A “co-op” system like Cleveland’s gives workers a share in the ownership over the use of water, but what about ownership of water as an asset? The massive infrastructure projects of 1825, 1900 and 1959 were part of the industrialization of work and water in the United States. More giant projects won’t necessarily offer more work – and will almost certainly degrade water even further. A thriving 21st century economy must revolve around water stewardship in order to sustain a workforce.
Today, public parks and other municipal systems in the Great Lakes are taking the lead in innovating the water economy. They are the ones providing water to promote job creation and transportation — not the private companies looking for shareholder profit. Public systems may be the future, but only with citizen engagement.

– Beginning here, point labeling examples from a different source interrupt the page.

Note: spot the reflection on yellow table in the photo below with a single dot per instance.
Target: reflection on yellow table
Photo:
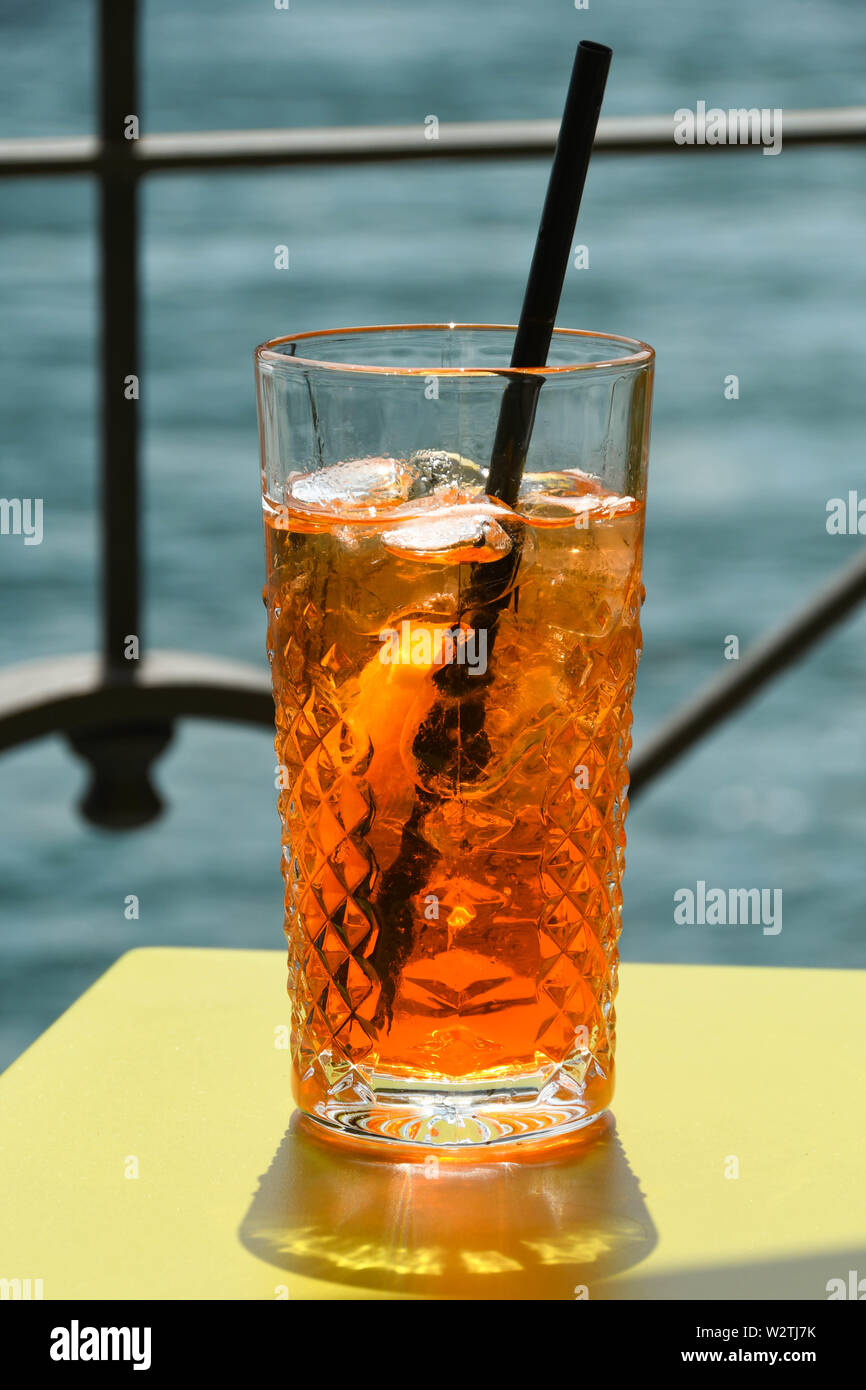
(544, 1228)
(150, 1151)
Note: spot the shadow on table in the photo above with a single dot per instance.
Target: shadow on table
(455, 1228)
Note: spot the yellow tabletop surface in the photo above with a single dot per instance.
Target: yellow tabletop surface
(149, 1151)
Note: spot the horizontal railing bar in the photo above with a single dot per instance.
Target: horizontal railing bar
(387, 143)
(761, 663)
(66, 694)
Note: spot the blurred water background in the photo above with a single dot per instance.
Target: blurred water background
(727, 263)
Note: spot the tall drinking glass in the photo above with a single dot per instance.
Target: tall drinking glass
(452, 687)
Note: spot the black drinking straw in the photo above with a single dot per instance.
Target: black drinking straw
(548, 268)
(453, 730)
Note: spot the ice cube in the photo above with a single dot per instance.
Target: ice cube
(572, 495)
(445, 474)
(360, 487)
(452, 535)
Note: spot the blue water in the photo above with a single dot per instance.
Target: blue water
(729, 263)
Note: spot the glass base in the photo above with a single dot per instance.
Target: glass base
(459, 1118)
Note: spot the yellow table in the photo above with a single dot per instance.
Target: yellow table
(148, 1154)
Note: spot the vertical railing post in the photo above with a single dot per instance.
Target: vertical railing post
(120, 337)
(120, 794)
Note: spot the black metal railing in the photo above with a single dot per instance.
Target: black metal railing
(118, 715)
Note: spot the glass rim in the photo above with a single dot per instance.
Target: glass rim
(267, 353)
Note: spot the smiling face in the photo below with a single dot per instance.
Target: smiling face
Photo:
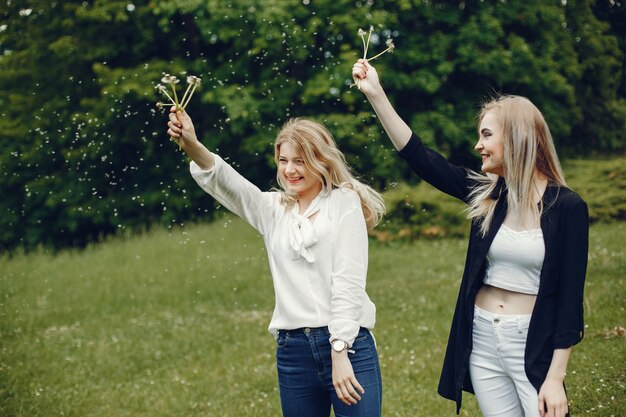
(490, 144)
(296, 177)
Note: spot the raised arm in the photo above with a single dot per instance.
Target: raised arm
(367, 79)
(219, 179)
(181, 127)
(427, 163)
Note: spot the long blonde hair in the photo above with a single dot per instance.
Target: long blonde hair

For most of us, it takes a moment to realize how water courses through our personal lives. The first step of taking ownership of the water economy is to understand your role in it.
Bottled water brands like Aquafina and Dasani simply filter Detroit tap water. Nestle’s Ice Mountain brand extracts water from a Lake Michigan tributary, paying only $200 to pump millions of gallons of water a year. These megabrands deprive locals of the chance to develop a beverage industry with new forms of packaging that won’t end up in overflowing landfills.
Stick with your local tap water, filtering it to improve its taste and safety. Drink beer from your water source, giving local brewers your business. Or invent your own beverages, filters, and water recycling systems that can be made in your area.
The water economy plays a role where you live. Clean pipes and ready service are part of what keeps home values high in some areas — and poor water makes it difficult to use homes to build equity in others. Even renters’ monthly payments go into the upkeep of the pipes and the drains. Learn about one example, the Water Affordability Plan negotiated by We the People of Detroit and city officials. For more like this and more information on avenues of activism, visit the Water Equity Clearinghouse hosted by the US Water Alliance.
Much of our common, as well as our domestic, infrastructure is old and in need of updates. When you undertake projects in your home or business or advocate for larger civic projects, make sure to buy from manufactures that employ local workers and strive to safeguard their watersheds. You can find local manufacturers on the building clean website.